Development and evaluation of a computerized algorithm for the interpretation of pulmonary function tests.

机构信息

Department of Medicine, Duke University Medical Center, Durham, NC, United States of America.

Department of Cognitive Science, Case Western University, Cleveland, OH, United States of America.

出版信息

PLoS One. 2024 Jan 29;19(1):e0297519. doi: 10.1371/journal.pone.0297519. eCollection 2024.

Abstract

Pulmonary function tests (PFTs) are usually interpreted by clinicians using rule-based strategies and pattern recognition. The interpretation, however, has variabilities due to patient and interpreter errors. Most PFTs have recognizable patterns that can be categorized into specific physiological defects. In this study, we developed a computerized algorithm using the python package (pdfplumber) and validated against clinicians' interpretation. We downloaded PFT reports in the electronic medical record system that were in PDF format. We digitized the flow volume loop (FVL) and extracted numeric values from the reports. The algorithm used FEV1/FVC<0.7 for obstruction, TLC<80%pred for restriction and <80% or >120%pred for abnormal DLCO. The algorithm also used a small airway disease index (SADI) to quantify late expiratory flattening of the FVL to assess small airway dysfunction. We devised keywords for the python Natural Language Processing (NLP) package (spaCy) to identify obstruction, restriction, abnormal DLCO and small airway dysfunction in the reports.
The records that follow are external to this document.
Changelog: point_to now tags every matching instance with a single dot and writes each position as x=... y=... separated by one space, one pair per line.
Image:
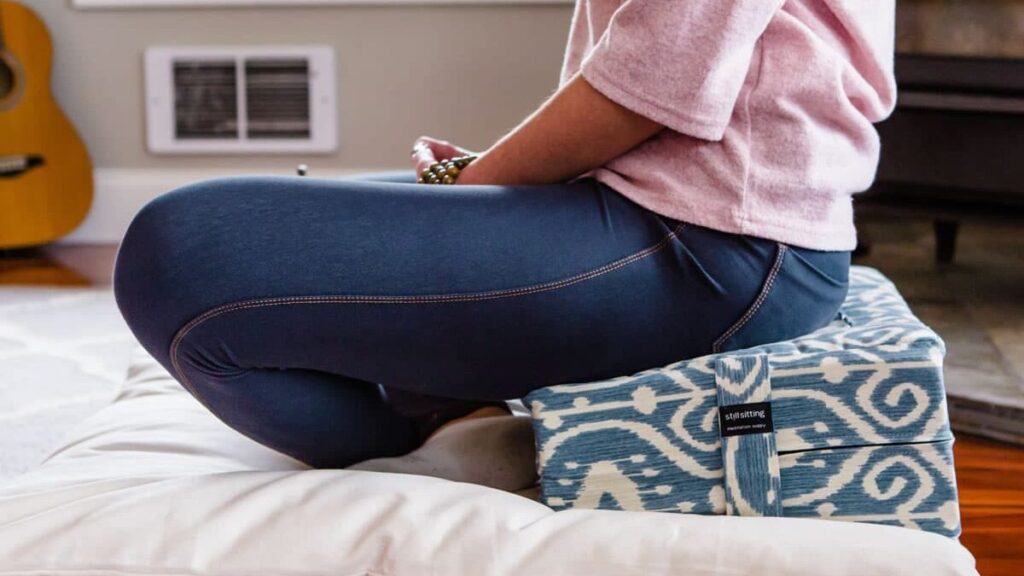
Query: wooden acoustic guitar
x=45 y=175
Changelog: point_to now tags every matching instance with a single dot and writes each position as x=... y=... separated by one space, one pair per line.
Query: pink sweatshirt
x=769 y=106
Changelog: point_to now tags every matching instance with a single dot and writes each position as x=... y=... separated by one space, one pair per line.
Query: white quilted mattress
x=64 y=352
x=153 y=484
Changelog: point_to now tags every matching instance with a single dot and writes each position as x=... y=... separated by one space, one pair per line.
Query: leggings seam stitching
x=762 y=296
x=409 y=299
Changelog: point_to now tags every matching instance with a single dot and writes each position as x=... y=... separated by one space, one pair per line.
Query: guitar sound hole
x=6 y=78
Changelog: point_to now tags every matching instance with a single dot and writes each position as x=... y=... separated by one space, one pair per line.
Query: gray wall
x=466 y=74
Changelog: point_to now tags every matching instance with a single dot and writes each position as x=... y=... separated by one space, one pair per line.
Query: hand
x=426 y=151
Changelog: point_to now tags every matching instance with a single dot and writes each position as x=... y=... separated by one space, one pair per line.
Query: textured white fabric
x=64 y=353
x=155 y=485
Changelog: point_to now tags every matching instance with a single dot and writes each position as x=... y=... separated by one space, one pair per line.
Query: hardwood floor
x=990 y=475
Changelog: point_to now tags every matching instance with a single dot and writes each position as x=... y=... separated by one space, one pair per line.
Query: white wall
x=463 y=73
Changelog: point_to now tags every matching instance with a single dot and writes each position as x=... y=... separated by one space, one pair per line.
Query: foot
x=487 y=447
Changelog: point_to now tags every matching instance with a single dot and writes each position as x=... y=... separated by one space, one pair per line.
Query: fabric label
x=740 y=419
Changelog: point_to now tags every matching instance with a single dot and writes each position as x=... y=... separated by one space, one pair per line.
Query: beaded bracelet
x=445 y=171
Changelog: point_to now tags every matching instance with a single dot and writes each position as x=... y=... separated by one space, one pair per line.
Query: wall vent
x=241 y=99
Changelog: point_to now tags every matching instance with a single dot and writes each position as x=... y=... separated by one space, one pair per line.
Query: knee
x=150 y=273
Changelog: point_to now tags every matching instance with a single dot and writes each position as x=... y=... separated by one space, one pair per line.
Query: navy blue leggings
x=290 y=305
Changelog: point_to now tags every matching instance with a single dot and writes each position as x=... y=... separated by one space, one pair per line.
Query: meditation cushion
x=848 y=422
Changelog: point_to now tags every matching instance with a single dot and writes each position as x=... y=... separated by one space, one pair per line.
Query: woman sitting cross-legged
x=686 y=191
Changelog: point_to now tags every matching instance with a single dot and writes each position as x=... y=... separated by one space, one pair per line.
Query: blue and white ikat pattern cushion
x=848 y=422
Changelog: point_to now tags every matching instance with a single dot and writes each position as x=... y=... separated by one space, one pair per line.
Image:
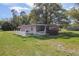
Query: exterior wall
x=31 y=30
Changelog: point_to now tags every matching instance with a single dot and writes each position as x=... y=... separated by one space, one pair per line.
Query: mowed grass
x=64 y=44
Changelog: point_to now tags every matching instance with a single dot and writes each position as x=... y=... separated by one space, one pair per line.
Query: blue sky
x=5 y=8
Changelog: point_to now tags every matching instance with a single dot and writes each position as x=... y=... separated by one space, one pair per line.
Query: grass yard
x=65 y=44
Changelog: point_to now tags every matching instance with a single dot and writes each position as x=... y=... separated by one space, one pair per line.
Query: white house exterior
x=32 y=29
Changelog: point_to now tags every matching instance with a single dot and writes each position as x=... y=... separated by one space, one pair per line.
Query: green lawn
x=66 y=43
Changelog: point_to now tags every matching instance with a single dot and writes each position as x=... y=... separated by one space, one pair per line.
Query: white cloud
x=19 y=9
x=30 y=4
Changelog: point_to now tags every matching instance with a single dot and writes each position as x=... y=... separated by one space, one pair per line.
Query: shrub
x=73 y=28
x=6 y=26
x=52 y=30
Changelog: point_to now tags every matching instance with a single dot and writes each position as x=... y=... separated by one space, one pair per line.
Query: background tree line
x=43 y=13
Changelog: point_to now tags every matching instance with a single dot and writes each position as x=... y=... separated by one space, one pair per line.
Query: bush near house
x=6 y=26
x=73 y=28
x=52 y=30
The algorithm was compared to clinicians' interpretation in 6,889 PFTs done between March 1st, 2018, and September 30th, 2020. The agreement rates (Cohen's kappa) for obstruction, restriction and abnormal DLCO were 94.4% (0.868), 99.0% (0.979) and 87.9% (0.750) respectively. In 4,711 PFTs with FEV1/FVC≥0.7, the algorithm identified 190 tests with SADI < lower limit of normal (LLN), suggesting small airway dysfunction. Of these, the clinicians (67.9%) also flagged 129 tests. When SADI was ≥ LLN, no clinician's reports indicated small airway dysfunction. Our results showed the computerized algorithm agreed with clinicians' interpretation in approximately 90% of the tests and provided a sensitive objective measure for assessing small airway dysfunction. The algorithm can improve efficiency and consistency and decrease human errors in PFT interpretation. The computerized algorithm works directly on PFT reports in PDF format and can be adapted to incorporate a different interpretation strategy and platform.

摘要

肺功能测试 (PFTs) 通常由临床医生使用基于规则的策略和模式识别进行解释。然而,由于患者和解释者的错误,解释存在变异性。大多数 PFT 都有可识别的模式,可以归类为特定的生理缺陷。在这项研究中,我们使用 python 包 (pdfplumber) 开发了一种计算机算法,并与临床医生的解释进行了验证。我们从电子病历系统中下载了以 PDF 格式保存的 PFT 报告。我们对流量容积环 (FVL) 进行了数字化,并从报告中提取了数值。该算法使用 FEV1/FVC<0.7 表示阻塞,TLC<80%pred 表示限制,<80%或>120%pred 表示异常 DLCO。该算法还使用小气道疾病指数 (SADI) 来量化 FVL 的后期呼气平坦度,以评估小气道功能障碍。我们为 python 自然语言处理 (NLP) 包 (spaCy) 设计了关键词,以识别报告中的阻塞、限制、异常 DLCO 和小气道功能障碍。该算法在 2018 年 3 月 1 日至 2020 年 9 月 30 日期间对 6889 次 PFT 进行了比较,与临床医生的解释相吻合。阻塞、限制和异常 DLCO 的一致率(Cohen 的 kappa)分别为 94.4%(0.868)、99.0%(0.979)和 87.9%(0.750)。在 190 次 FEV1/FVC≥0.7 的 PFT 中,该算法发现了 190 次 SADI<正常值下限 (LLN),提示小气道功能障碍。其中,临床医生(67.9%)还标记了 129 次。当 SADI≥LLN 时,没有临床医生的报告表明存在小气道功能障碍。我们的结果表明,该计算机算法在大约 90%的测试中与临床医生的解释相吻合,并为评估小气道功能障碍提供了一种敏感的客观测量方法。该算法可以提高 PFT 解释的效率和一致性,减少人为错误。该算法可以直接在 PDF 格式的 PFT 报告上运行,并可以适应不同的解释策略和平台。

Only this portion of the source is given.